I get him to buy new shoes by throwing out the old pair.
Not being able to dress-out for PE motivates him.
He wears the same three shirts
over and over again
unless I hide them.
I expect his classmates think we are on food stamps.
That’s The Boy I took into the men’s clothing store today.
We’re five minutes into a shopping experience with Matthew and The Boy’s asking for fashion advice. He’s actively discussing purple versus pink as an accent color and which tie best pulls a pattern. We didn’t go in there to buy shoes and he pets a pair on display and confesses to Matthew that he really doesn’t like borrowing his dad’s shoes and that they kind of pinch his pinky toe.

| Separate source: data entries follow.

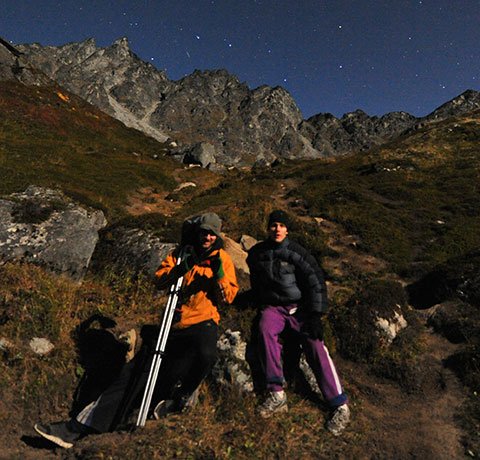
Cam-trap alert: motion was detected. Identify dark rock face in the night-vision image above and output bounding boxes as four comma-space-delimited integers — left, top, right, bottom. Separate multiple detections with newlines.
0, 38, 52, 85
17, 38, 318, 166
0, 186, 107, 281
424, 89, 480, 121
92, 228, 176, 277
301, 110, 419, 157
6, 38, 480, 165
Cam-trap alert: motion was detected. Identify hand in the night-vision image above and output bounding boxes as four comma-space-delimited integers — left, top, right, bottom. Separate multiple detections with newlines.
306, 312, 323, 340
210, 254, 225, 280
180, 252, 199, 273
172, 308, 183, 324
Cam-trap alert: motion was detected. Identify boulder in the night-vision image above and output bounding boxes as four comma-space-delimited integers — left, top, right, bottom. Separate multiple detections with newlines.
94, 228, 176, 277
28, 337, 55, 355
0, 186, 107, 281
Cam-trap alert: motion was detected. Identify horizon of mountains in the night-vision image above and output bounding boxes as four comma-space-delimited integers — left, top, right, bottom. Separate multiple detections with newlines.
0, 38, 480, 170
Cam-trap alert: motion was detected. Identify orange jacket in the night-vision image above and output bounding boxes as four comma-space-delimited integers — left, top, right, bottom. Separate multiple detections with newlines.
155, 249, 238, 328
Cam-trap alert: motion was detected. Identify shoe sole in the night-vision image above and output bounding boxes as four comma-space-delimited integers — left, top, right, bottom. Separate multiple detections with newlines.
33, 424, 73, 449
258, 405, 288, 418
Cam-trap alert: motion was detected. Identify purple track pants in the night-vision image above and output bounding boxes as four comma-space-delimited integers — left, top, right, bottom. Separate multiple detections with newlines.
259, 305, 348, 407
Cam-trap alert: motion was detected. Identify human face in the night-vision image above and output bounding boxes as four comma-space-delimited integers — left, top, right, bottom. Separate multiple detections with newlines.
198, 229, 217, 251
268, 222, 288, 243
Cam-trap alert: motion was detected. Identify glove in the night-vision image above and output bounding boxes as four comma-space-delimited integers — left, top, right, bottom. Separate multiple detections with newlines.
210, 254, 225, 280
306, 312, 323, 340
179, 252, 199, 273
172, 308, 183, 324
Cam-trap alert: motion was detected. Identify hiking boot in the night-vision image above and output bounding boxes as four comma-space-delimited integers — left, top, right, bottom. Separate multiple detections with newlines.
153, 388, 198, 420
327, 404, 350, 436
34, 422, 82, 449
257, 390, 288, 418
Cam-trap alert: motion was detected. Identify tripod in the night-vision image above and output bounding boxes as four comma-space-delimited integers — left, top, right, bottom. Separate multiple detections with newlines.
137, 248, 185, 426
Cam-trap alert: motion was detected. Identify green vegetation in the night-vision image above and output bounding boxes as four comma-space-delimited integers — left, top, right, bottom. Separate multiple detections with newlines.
0, 82, 178, 217
0, 83, 480, 459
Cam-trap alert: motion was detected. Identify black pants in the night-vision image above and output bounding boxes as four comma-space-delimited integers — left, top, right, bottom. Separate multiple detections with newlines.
77, 320, 218, 433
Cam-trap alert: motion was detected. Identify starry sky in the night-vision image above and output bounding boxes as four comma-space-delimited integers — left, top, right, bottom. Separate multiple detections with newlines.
0, 0, 480, 118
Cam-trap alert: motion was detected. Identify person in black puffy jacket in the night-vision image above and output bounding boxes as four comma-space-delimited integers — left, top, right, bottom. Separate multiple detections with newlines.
247, 210, 350, 435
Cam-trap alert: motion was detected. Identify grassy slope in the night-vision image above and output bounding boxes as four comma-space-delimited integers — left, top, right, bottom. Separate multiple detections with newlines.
0, 82, 176, 216
0, 83, 480, 458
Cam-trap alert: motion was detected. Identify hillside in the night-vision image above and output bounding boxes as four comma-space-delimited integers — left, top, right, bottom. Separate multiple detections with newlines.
14, 37, 480, 167
0, 61, 480, 460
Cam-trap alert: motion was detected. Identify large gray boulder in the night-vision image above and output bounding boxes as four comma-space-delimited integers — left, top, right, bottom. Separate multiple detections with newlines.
95, 228, 176, 277
0, 186, 107, 281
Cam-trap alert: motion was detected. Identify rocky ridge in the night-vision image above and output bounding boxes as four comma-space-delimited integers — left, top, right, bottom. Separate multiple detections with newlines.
0, 38, 480, 169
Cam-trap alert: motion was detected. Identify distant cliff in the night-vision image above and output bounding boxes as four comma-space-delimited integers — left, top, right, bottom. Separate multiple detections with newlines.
0, 38, 480, 166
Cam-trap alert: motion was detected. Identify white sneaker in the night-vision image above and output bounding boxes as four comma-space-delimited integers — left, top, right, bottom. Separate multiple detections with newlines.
257, 390, 288, 418
327, 404, 350, 436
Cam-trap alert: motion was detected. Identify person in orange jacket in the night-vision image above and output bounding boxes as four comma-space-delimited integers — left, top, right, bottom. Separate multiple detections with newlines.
35, 213, 238, 448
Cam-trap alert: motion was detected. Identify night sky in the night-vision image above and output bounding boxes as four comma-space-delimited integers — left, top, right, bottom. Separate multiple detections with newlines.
0, 0, 480, 118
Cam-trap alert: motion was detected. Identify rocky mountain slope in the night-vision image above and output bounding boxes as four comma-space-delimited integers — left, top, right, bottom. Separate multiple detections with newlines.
7, 38, 480, 166
0, 39, 480, 460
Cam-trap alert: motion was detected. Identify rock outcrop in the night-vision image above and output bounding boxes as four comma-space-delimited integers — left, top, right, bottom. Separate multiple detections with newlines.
0, 38, 480, 167
0, 38, 52, 85
0, 186, 107, 281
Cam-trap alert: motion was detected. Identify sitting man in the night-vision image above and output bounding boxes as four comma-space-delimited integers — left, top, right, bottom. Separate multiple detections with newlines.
247, 211, 350, 435
35, 213, 238, 448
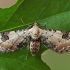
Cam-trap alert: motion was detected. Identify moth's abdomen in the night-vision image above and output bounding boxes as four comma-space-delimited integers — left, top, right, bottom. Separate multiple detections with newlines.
30, 40, 40, 56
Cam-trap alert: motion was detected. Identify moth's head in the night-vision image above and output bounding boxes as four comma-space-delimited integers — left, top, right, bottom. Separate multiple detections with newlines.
30, 22, 41, 39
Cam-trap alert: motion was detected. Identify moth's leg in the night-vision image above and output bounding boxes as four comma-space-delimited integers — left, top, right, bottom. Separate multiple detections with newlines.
41, 37, 56, 49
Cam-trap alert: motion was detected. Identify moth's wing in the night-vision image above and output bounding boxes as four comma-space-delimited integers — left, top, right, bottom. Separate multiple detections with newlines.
0, 30, 29, 52
41, 30, 70, 53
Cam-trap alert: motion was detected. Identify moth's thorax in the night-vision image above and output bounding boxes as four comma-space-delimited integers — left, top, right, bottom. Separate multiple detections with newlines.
30, 40, 40, 56
29, 23, 41, 39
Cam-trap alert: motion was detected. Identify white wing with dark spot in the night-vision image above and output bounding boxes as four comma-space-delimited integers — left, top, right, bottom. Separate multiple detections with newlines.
0, 30, 30, 52
41, 30, 70, 53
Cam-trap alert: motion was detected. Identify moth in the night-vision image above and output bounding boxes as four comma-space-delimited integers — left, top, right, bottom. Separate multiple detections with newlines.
0, 22, 70, 56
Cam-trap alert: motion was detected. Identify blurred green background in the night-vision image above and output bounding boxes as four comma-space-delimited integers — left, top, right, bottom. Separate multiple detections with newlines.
0, 0, 70, 70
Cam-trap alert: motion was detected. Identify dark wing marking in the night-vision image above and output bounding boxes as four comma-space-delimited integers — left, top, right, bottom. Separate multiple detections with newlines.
41, 30, 70, 53
0, 30, 30, 52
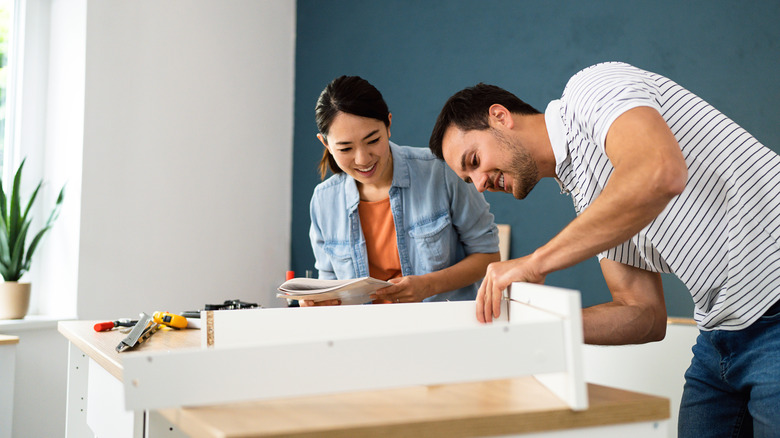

Matthew counsels my son on the importance of taking care of his feet as he is an athlete and is gonna need them strong for the field as well as the dance floor.
The Boy was almost purring once it came time to pin his pants to hem. He quickly agreed it was worth the initial investment for the perma-crease for his trousers.
He and Matthew extolled the virtues of a heavy, cedar hanger for hanging suits and willingly practiced hanging up his own pants so that they would not wrinkle. Matthew explained to him that a man needed to know how to take care of his own suit without the help of mom.
To his credit, The Boy knew who held to the American Express card and gave me a look. It was the I-love-you-aren’t-I-adorable-I’m-your-boy-eyebrow.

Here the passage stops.